19 janvier 2019

Au nom des décombres


La maturité démocratique impliquerait qu’un rejet, une destruction, soit indissociablement lié à un projet précisé ou à une construction définie bénéficiant du même soutien majoritaire. Mais voilà : notre système institutionnel tolère la coalition destructrice sans aucune assurance de ce qui se substituera à l’élément mis en pièces. Ce doit être la part primaire de notre État de droit.
Rappelons-nous 2005 et l’addition de forces politiques compatibles dans le seul et unique but de saborder le projet de Constitution européenne. Approche binaire débilitante dans lequel un « oui » ouvrait sur un cadre identifié alors que le « non » hétéroclite n’a pas permis de faire émerger autre chose qu’un blocage politique de l’Union. (Remercions à nouveau ici Jacques Chirac et ses collègues étatiques d’avoir mis la charrue de l’élargissement avant les bœufs institutionnels.) Cela a nécessité, pour éviter le masochisme collectif délétère, d’adapter les règles de fonctionnement à vingt-huit États membres via le traité de Lisbonne.
Prenons le Brexit de nos partenaires britanniques : décider le retrait, pourquoi pas, mais avec quelles conséquences et pour quelles perspectives ? L’alliance de ceux qui ont piétiné cette construction pouvait-elle seulement y substituer un projet national cohérent ? Apte au champ de ruines, la démocratie directe semble bien l’être, tout comme, parfois, la voie représentative : ainsi les parlementaires anglais, vent debout contre le compromis issu des laborieuses négociations de sortie de l’UE, mais dont les justifications respectives s’écartent aux antipodes.
A entendre les Jaunâtres gueuler, bave en coin, « Macron démission ! », on se demande bien ce qu’ils auraient la capacité politique de faire à sa place. L’individualisation des revendications édifie sur ce qui constituerait l’après-Macron : la loi du plus fort, si loin de l’intérêt général, ou une funeste instabilité.
A chaque fois, la coagulation de forces éparses pour détruire est suivie d’une révélatrice incapacité à se mettre d’accord sur un projet viable.

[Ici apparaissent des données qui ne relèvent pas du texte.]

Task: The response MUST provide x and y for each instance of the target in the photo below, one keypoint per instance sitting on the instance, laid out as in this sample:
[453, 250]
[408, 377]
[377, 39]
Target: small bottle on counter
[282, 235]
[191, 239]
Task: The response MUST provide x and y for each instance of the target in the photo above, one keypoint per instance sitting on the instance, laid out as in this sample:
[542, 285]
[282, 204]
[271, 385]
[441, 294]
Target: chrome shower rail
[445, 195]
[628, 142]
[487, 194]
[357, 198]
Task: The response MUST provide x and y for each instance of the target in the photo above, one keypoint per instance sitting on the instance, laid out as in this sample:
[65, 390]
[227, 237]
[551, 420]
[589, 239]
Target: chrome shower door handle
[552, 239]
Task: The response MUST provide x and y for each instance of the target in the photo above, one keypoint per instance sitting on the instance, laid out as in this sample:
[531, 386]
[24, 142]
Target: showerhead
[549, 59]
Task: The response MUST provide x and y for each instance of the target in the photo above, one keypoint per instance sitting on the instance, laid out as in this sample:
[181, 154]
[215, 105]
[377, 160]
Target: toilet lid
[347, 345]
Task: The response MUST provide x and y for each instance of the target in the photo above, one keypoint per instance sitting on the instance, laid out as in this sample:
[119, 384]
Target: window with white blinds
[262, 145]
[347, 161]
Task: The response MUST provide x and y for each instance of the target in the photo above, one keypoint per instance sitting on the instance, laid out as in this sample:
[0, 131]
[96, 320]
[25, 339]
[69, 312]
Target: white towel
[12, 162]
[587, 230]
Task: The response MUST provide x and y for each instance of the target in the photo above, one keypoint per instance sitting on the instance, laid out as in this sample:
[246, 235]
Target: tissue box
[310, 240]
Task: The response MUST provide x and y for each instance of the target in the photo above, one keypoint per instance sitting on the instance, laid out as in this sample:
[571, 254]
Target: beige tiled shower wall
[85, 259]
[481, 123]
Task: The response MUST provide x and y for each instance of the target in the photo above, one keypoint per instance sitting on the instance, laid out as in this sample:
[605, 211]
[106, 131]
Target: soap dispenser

La sagesse démocratique supposerait que tout « non », tout rejet, toute destruction soit obligatoirement couplé à ce qui est proposé en lieu et place, et qu’on ne puisse additionner ensemble que les opposants compatibles pour la suite…
A quoi sert-il, au-delà du caractère injuste et cruel de l’acte lui-même, de guillotiner Louis XVI si c’est pour consolider la Terreur et l’absurdité sanguinaire d’un « vous vous trancherez la tête les uns les autres » ? Voilà le nihilisme politique : puissance destructrice puis impuissance à construire qui laisse croître l’amertume, le ressentiment voire la haine, autant d'états d'esprit  fortement déconseillés pour colmater une embarcation collective sans gouvernail.
En ce sale jour de l’acte X des Jaunâtres, pièce à rallonge de très mauvais goût, chacun devrait jauger ce qu’il a aujourd’hui et ce qu’il pourrait ne plus avoir demain par le fait de ces bien trop visibles agrégats ochlocratiques.